Angela Rasmussen, a virologist at the University of Saskatchewan and co-author of the Science paper, dismisses the new GOP report as a “speculative gesture” and considers it a partisan document.
“This is a service that tries to set something politically favorable for a party,” she said. “To make it easier to essentially show trials for the adversaries of the people, which unfortunately have come to include scientists.”
The report landed on the final day of the election cycle, with multiple Republicans, including Paul sitting on the health panel, accusing Fauci of hiding information about the origin of the virus.
Senator Roger Marshall (R-Kan.) said: In a statement Thursday, it called on Fauci to “publish all texts, emails, correspondence and grant records in full and unredacted.”
Burr, who is retiring this year, has taken a more conciliatory approach with Fauci. celebrate the work of many years of government scientists At last month’s public hearings, it seeks to focus the report on broader issues of biosafety.
While concluding that a research-related incident was the “most likely” cause of the outbreak, the new report is far from declaring a case closed.
“This conclusion is not conclusive,” the body of the report said. “The lack of transparency from government and public health officials [People’s Republic of China] It prevents us from reaching more definitive conclusions about the origin of SARS-CoV-2. These conclusions may be subject to review and reconsideration as additional information becomes available and is subject to independent verification. ”
The panel’s report was steered by Barr’s adviser Robert Kadlec, who served as assistant secretary for preparedness and response at the Department of Health and Human Services during the Trump administration.
Some health officials, including Robert Redfield, who served as director of the Centers for Disease Control and Prevention during the Trump administration, have echoed their belief that a lab leak in China was the most likely cause of the pandemic.

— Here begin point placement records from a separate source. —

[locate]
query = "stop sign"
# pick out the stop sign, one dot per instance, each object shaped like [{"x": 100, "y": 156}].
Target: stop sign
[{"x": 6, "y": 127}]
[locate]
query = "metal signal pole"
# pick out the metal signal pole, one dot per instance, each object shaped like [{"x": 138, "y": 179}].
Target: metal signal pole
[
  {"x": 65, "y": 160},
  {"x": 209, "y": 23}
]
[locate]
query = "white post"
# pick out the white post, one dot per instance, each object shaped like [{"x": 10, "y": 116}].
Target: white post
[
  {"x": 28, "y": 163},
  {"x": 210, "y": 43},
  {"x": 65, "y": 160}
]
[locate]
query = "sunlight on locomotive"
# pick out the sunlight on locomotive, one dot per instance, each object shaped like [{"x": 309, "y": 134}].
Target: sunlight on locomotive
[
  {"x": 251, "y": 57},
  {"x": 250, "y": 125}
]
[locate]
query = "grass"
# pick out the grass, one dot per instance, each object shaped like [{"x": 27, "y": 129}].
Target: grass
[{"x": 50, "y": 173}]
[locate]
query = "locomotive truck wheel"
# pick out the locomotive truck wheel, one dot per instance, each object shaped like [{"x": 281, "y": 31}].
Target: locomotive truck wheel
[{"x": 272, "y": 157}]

I repeated.
“You would think that the preponderance of evidence on the origin of covid-19 is that it is not of natural origin. told the committee.
In a statement Thursday, the panel’s top Democrats reiterated that another investigation into the origins of the virus is underway.
“[I]In 2021, I and Sen. Barr announced a bipartisan effort to oversee the origins of this virus. The HELP committee continues its bipartisan work on this oversight report,” said Senator Patti Murray, a Washington Democrat, chair of the Senate Health Committee.